Microeconomics deals with the economic interactions of a specific person, a single entity, or a company. These interactions, which mainly are buying and selling goods, occur in markets. Therefore, microeconomics is the study of markets. The two key elements of this economic science are the interaction between supply and demand and scarcity of goods .
Supply and Demand Graph
Microeconomics is based on the study of supply and demand at the personal and corporate level.
One of the major goals of microeconomics is to analyze the market and determine the price for goods and services that best allocates limited resources among the different alternative uses. This study is especially important for producers as they decide what to manufacture and the appropriate selling price. Microeconomics assumes businesses are rational and produce goods that maximizes their profit.

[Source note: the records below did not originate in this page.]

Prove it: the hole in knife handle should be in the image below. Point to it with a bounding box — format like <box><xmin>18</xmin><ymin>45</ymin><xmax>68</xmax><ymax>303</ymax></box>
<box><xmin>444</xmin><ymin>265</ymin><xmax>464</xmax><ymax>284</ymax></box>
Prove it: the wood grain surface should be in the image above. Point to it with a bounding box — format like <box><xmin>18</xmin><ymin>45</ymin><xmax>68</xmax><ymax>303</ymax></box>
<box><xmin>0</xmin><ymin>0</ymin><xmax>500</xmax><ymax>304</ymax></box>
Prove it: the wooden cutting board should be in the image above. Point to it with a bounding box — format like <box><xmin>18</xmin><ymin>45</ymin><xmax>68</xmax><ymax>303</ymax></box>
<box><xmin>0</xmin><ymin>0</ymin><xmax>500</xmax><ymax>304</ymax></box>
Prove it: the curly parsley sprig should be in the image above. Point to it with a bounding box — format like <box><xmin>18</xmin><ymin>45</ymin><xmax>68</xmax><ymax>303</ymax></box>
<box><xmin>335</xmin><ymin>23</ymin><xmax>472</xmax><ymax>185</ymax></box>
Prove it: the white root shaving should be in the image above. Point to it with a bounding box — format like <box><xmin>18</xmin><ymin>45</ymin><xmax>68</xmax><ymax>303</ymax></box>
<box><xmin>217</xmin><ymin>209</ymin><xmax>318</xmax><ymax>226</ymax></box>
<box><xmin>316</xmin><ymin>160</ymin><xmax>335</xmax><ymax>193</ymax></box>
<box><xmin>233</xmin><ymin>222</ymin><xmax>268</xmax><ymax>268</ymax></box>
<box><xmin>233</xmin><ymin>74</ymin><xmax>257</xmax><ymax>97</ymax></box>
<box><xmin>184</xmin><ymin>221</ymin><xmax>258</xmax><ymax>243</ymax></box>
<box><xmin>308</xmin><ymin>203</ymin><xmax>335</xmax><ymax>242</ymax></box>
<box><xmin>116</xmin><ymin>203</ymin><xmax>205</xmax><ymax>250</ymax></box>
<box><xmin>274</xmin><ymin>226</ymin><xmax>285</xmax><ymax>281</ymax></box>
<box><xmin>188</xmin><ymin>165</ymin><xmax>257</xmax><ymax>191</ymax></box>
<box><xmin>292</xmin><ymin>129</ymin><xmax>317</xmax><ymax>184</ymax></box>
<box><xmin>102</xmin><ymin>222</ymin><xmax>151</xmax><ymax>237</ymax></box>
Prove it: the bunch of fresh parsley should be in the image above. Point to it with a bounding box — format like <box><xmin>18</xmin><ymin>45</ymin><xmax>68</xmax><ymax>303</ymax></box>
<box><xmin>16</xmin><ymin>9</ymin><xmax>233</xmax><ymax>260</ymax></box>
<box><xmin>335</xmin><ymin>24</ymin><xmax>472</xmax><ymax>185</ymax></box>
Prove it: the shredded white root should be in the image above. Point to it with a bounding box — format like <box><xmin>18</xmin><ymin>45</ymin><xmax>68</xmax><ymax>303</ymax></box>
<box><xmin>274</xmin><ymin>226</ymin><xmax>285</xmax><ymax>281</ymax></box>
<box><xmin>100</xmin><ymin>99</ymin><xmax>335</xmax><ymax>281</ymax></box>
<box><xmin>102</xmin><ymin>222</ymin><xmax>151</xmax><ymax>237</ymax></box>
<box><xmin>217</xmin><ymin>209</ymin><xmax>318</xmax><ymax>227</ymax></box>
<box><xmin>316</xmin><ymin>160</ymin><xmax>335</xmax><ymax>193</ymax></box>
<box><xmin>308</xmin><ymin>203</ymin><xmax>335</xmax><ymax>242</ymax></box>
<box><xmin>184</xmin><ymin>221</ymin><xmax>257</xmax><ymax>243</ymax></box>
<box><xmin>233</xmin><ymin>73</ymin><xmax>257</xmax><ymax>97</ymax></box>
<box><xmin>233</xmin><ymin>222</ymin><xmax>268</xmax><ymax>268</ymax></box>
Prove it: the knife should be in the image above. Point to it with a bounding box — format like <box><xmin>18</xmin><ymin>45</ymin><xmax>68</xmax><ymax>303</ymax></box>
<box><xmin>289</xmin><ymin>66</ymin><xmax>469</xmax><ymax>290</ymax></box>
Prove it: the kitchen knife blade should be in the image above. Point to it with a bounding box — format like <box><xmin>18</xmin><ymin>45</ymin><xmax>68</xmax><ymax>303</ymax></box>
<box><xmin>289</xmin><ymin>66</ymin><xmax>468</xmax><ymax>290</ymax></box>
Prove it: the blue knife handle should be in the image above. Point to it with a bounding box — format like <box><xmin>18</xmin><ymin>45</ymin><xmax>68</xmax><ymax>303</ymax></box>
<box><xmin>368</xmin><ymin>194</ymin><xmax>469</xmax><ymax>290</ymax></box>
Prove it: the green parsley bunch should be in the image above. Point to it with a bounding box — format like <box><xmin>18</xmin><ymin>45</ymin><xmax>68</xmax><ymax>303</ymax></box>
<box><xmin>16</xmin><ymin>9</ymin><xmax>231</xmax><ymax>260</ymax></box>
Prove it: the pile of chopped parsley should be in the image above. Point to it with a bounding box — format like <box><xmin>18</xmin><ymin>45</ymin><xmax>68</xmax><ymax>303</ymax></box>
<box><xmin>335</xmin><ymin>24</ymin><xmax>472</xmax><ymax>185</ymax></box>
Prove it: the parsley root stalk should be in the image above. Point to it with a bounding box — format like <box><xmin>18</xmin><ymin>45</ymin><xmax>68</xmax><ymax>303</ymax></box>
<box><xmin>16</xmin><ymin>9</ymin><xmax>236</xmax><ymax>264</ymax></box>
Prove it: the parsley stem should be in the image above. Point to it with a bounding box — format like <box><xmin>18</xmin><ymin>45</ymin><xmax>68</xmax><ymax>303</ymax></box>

If each firm takes the most profitable path, the principles of microeconomics state that the market's limited resources will be allocated efficiently.
The science of microeconomics covers a variety of specialized areas of study including:
- Industrial Organization: the entry and exit of firms, innovation, and the role of trademarks.
- Labor Economics: wages, employment, and labor market dynamics.
- Financial Economics: topics such as optimal portfolios, the rate of return to capital, and corporate financial behavior.
- Public Economics:the design of government tax and expenditure policies.
- Political Economics: the role of political institutions in policy.
- Health Economics: the organization of health care system.
- Urban Economics: challenges faced by cities, such as sprawl, traffic congestion, and poverty.
- Law and Economics: applies economic principles to the selection and enforcement of legal regimes.
- Economic History: the history and evolution of the economy.